I guess the answer to that is just as stupid as you have to be to buy into religion and other supernatural nonsense.  Believers don't require proof, evidence or rational thought precesses, they just have to like what they are hearing, even if it is bat-shit crazy and being told to them by someone who got their diploma off the side of a cereal box.  That's the problem with faith and belief, it doesn't matter who is delivering the message or where that message comes from, if you are just gullible enough to believe anything you are told, regardless of how irrational it is, you are going to believe it.

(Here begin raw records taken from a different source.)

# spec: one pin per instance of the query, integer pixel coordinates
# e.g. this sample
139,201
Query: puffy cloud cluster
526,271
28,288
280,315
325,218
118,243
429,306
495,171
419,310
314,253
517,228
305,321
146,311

That's really what this current end of the world scenario is all about - gullibility and the stupidity of the average human animal.  I don't know how many average people have told me about this end of the world scenario over the last couple of years that in all seriousness believed it.  I can tell you that I told every last one of them that they were fucking idiots for believing it in the first place.  Just as I told the xtian apocalypse believers, the Y2K doomsayers and all of the rest of them.  to a man, woman and child, every last one of these people who firmly believed these events were going to happen and meant the end of the world was coming, they were all nothing more than gullible idiots.
I'm not going to  come on here on Saturday and say "I told you so" when we are all still here, because I'm going to make my own prediction and just do it right now.  The earth and humanity will still be here on Saturday - end of story.  Come back and read this on saturday and right here is where I'm going to say it - "I TOLD YOU SO".   Hopefully you will realize that it was just another in a long line of bullshit apocalypse hoaxes that the less than stupid among us continue to believe and have "faith" in.
Oh and if you want to know when the end of the world really is going to happen?  Here's my prediction - it'll happen in roughly 4 billion years when the sun is running out of fuel and turns into a red giant, consuming the earth.  Now, go back about your daily lives, stop living like a panicked gerbil over yet another fairy tale concocted by yet another group of deluded morons.  Don't worry, I'm sure they'll come up with another end of the world myth that you can shit your pants over next year.  Until that time enjoy yourselves and stop being so damned gullible.